Of course, even if you're smart, you might not want to be a scientist. Studies of mathematically gifted youth are of special interest to understanding the psychology of career choice because, within this sample, there is little doubt that each boy and girl has the capacity to excel in science. What leads one little Einstein to choose electrical engineering and the other law? A 10-year study of 320 profoundly gifted individuals (top one in 10,000) found that those whose mathematical skills were stronger than their verbal ones (even though they had very high verbal ability) said math and science courses were their favorites and were very likely to pursue degrees in those areas. On the other hand, those kids whose verbal skills were even higher than their math skills said humanities courses were their favorites and most often pursued educational credentials in the humanities and law.
It appears then that highly gifted kids ask themselves, “What am I better at?” rather than “Am I smart enough to succeed in a particular career?” This finding provides some insight into sex differences. Among precocious children, boys more frequently exhibit a “tilt” favoring mathematical and related abilities compared with verbal aptitude. Encouraging more balanced gifted students to keep science and technology fields open as options may help top off the pipeline with more high-achieving female and male students.

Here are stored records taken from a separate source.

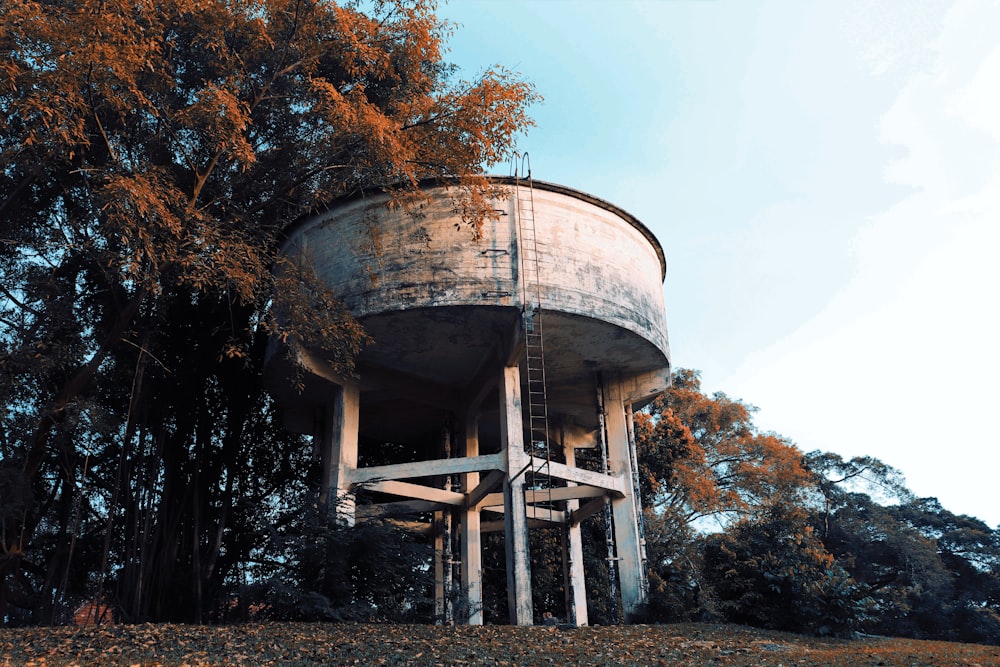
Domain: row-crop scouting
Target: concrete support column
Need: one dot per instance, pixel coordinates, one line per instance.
(519, 604)
(471, 541)
(338, 443)
(624, 510)
(576, 590)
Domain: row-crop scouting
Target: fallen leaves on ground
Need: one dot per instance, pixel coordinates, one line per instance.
(295, 644)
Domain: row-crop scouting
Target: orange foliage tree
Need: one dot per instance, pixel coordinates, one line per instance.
(151, 154)
(702, 456)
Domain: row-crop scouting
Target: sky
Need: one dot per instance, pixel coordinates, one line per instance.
(824, 178)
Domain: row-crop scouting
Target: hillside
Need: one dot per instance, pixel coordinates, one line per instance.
(324, 644)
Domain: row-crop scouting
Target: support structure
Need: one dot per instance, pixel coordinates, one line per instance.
(497, 483)
(337, 431)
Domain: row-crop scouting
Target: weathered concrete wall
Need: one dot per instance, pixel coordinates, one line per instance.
(595, 261)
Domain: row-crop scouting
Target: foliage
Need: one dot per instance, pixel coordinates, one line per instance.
(372, 572)
(930, 573)
(150, 156)
(772, 571)
(702, 456)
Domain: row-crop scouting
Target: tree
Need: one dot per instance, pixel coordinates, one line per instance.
(150, 156)
(703, 456)
(771, 571)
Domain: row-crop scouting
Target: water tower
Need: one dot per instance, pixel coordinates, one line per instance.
(496, 356)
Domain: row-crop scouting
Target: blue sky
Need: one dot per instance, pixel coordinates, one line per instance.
(824, 178)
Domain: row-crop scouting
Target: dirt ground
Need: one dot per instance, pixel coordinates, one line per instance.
(325, 644)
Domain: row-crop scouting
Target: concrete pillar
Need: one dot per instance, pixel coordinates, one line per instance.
(338, 442)
(471, 540)
(519, 604)
(576, 590)
(624, 510)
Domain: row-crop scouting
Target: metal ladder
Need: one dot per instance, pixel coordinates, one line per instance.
(531, 320)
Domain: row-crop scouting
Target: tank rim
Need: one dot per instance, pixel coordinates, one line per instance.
(431, 183)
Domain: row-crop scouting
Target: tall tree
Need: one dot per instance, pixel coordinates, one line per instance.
(702, 456)
(150, 156)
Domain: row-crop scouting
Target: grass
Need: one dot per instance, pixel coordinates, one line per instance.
(325, 644)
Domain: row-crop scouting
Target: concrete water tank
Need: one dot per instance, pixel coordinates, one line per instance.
(446, 306)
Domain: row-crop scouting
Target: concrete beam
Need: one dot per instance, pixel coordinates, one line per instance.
(417, 491)
(615, 483)
(560, 493)
(399, 508)
(484, 488)
(428, 468)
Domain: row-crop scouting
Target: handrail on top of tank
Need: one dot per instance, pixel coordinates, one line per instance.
(437, 182)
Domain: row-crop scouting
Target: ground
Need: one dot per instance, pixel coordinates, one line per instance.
(324, 644)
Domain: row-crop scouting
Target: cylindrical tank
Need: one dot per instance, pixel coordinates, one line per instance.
(443, 301)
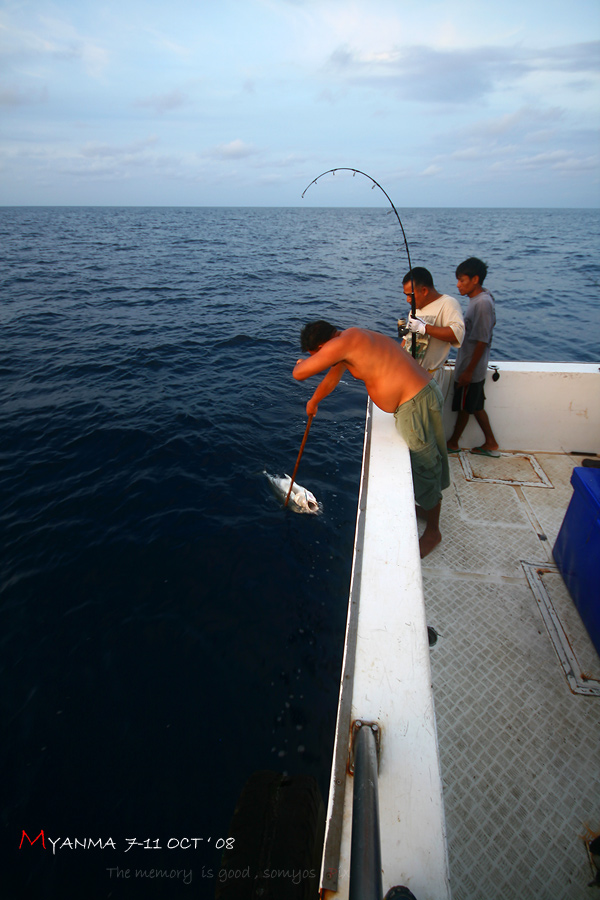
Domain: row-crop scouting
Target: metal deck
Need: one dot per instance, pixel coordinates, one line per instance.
(520, 751)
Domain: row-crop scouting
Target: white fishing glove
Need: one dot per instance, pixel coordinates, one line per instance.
(415, 324)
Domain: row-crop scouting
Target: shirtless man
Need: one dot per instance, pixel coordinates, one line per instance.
(396, 384)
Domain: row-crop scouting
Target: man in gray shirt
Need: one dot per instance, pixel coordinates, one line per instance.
(473, 356)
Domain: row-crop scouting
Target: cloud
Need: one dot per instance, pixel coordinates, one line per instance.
(234, 150)
(162, 103)
(435, 75)
(522, 119)
(54, 39)
(16, 96)
(113, 151)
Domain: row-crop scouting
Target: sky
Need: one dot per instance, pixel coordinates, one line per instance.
(244, 102)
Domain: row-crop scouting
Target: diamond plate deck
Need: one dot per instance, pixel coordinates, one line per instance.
(520, 752)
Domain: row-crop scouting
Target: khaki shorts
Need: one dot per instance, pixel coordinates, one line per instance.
(419, 421)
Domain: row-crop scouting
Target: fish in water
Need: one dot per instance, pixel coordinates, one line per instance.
(301, 499)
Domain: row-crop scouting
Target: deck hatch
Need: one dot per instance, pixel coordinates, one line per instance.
(576, 653)
(516, 469)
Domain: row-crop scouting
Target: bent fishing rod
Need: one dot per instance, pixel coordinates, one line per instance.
(376, 184)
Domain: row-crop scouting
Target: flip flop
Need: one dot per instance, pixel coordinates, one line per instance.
(480, 451)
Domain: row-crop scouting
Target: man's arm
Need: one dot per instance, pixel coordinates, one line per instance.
(329, 354)
(328, 384)
(441, 333)
(466, 376)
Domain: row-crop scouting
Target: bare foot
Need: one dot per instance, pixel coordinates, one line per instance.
(429, 541)
(488, 446)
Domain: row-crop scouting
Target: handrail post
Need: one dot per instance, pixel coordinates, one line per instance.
(365, 859)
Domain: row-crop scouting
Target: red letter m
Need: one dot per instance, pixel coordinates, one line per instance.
(32, 842)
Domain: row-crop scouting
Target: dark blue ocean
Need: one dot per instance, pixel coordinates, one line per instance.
(167, 629)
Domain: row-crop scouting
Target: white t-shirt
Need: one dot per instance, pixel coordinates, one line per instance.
(445, 312)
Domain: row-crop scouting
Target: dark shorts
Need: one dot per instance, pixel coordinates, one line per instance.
(469, 398)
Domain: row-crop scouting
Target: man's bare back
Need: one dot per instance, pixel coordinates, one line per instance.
(390, 375)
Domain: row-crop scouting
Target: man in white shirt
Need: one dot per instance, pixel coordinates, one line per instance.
(438, 324)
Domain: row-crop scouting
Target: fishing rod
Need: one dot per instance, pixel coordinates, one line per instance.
(376, 184)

It is true that multiple psychological and social factors play a part in determining career direction. People's individual expectations for success are shaped by their perception of their own skills. One factor in forming our self-perception is how authority figures such as teachers and parents perceive and respond to us. A 1992 study by psychology professors Lee Jussim of Rutgers University and Jacquelynne Eccles of the University of Michigan found that the level at which teachers rated a student's mathematical talent early in the school year predicted later test scores—even when objective measures of ability were at odds with the teacher's perception. This study and others suggest that stereotypes of science as masculine may prejudice educators against girls from the start.